Оренбургская область,

2017, 4 августа

С Днём пионерии!

Первым делом пионерский галстук нужно было намочить в холодной воде, а он, шёлковый, не очень охотно впитывал влагу. И нужно было сильно сжать его, словно эспандер, и в таком виде сунуть под струю воды. А потом потихонечку расслаблять кулак.

После, как бы ни спешил в школу, лучше было дождаться, чтобы утюг нагрелся как следует. Едва тёплый, он так «свезёт» поверхность шёлка, что складки потом до вечера не разгладишь. И последний секрет — начинать гладить нужно с кончика галстука, чтобы если вдруг оплавится, то не весь сразу. Но, впрочем, если влажность тряпицы и температура утюга рассчитаны правильно (а за три долгих пионерских года мы научились это делать) — то вся ежеутренняя процедура занимает всего полминуты. Р-раз! — шипя и паруя, утюг скользнул по мокрому шёлку. И разглажена алая полоса с каплями чернил, черники из похода, солидола от велосипедной втулки и невесть ещё чего. Два! — и ещё одна разглаженная полоска прибавлена. Тр-ри! — и разглажен весь шёлковый клин. Он от чересчур минерализованной воды будто накрахмален. Он горяч. И когда небрежно и привычно завязываешь его на себе — галстук слегка жжёт шею и покалывает её новыми «накрахмаленными» складками.

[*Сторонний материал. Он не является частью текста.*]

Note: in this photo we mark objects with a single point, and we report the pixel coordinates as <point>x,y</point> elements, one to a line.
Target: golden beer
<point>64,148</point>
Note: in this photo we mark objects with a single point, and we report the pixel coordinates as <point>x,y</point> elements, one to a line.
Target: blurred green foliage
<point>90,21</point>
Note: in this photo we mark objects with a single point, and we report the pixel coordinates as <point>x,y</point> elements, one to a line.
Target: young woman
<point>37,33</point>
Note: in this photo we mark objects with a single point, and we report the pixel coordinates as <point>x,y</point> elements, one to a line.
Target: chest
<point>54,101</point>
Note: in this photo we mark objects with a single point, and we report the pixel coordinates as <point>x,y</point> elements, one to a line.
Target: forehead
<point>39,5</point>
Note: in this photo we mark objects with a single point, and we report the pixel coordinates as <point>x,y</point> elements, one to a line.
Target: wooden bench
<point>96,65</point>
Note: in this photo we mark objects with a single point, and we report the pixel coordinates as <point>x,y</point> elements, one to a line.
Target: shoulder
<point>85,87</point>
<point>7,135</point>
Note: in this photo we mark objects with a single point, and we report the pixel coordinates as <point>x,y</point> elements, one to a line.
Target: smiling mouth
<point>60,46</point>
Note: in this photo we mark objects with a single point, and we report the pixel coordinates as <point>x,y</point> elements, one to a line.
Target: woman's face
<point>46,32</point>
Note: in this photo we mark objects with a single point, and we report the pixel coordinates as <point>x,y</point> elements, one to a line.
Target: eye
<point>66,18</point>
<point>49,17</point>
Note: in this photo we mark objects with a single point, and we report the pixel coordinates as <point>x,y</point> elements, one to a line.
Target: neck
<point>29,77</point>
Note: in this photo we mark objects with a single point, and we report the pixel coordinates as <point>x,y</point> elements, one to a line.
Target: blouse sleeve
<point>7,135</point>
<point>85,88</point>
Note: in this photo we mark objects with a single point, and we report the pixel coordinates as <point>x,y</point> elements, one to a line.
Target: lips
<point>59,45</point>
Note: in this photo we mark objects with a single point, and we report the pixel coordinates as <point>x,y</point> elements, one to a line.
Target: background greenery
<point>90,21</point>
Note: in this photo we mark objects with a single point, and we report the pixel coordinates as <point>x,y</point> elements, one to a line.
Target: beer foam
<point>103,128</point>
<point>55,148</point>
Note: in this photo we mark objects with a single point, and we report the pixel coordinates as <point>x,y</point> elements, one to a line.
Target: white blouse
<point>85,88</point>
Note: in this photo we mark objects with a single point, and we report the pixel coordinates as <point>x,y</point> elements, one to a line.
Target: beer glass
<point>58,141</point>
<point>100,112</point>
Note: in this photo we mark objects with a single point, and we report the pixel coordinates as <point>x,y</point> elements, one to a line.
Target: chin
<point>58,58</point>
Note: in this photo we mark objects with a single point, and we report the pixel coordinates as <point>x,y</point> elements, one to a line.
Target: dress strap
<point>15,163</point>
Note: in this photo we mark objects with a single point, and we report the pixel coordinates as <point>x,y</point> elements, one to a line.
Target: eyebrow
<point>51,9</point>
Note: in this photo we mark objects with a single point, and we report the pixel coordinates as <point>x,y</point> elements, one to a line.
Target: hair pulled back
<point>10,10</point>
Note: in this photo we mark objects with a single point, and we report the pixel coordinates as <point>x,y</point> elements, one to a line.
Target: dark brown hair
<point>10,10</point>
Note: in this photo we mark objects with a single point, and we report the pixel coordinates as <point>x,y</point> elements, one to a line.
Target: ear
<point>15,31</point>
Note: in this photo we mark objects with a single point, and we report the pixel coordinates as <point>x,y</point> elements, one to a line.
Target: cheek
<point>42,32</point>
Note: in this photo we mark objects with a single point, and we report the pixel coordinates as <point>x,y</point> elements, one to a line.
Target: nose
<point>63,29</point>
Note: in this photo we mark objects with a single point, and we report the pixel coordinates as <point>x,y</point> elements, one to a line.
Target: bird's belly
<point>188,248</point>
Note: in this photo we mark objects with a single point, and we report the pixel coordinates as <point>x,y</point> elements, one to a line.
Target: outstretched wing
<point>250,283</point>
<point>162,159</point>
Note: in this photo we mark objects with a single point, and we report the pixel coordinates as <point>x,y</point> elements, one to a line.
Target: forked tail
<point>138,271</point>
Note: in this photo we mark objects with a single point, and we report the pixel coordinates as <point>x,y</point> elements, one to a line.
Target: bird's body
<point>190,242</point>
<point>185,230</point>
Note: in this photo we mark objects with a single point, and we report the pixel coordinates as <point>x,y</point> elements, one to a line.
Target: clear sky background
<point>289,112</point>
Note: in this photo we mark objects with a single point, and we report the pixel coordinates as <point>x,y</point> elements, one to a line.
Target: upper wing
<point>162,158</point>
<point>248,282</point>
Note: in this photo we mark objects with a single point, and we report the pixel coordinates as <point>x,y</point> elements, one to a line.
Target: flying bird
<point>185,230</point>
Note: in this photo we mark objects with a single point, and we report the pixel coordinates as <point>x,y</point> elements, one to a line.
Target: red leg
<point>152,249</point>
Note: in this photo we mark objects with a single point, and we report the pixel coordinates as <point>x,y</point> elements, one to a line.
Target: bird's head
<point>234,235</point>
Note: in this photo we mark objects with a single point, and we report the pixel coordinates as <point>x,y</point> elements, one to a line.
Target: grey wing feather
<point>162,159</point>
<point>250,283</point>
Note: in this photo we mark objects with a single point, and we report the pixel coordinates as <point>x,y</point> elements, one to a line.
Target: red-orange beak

С Днём пионерии! Как бы то ни было — это наше детство!

2006, 19 мая

Счётная палочка

На просёлочной дороге в Копалухе валяется счётная палочка. Пластмассовая, розовая. И — лёгкая рябь памяти, её исчезающие эфиры, о моих счётных палочках.

Нужно было вырезать их из вербы. Десять по десять. Каждый десяток требовалось обмотать резинкой.

А запах пластмассы, нежный палевый цвет палочек — это уже чуть позже, от школьных принадлежностей сестры Нины.

Или у нас тоже были пластмассовые — а на вербные перешли, когда дошли до сотни и когда пластмассовые в магазине уже закончились?

2000, 23 июня

Ненастоящая учительница

Однажды мы стали изучать в школе немецкий язык.

«Однажды» — точнее не скажешь. Ибо для нас, сельских пятиклассников, это событие случилось неожиданно, не с начала учебного года, как тому положено.

«Распределённая» инязовская выпускница в деревню ехать не захотела. Преподавание немецкого отменили.

Пришла зима. Задули метели, возводя из сугробов беспорядочные линии обороны. Разворошенные скотниками копны соломы вовсю пылили мякиной, и на снег легли полосы — уж не контрольно-следовые ли? Надежда на знакомство с языком братьев Гримм, Щелкунчика и гитлеровских солдат, с которыми воевал мой дед, полностью растаяла. Какой же учитель поедет в школу, полускрытую сугробами в соломенной трухе?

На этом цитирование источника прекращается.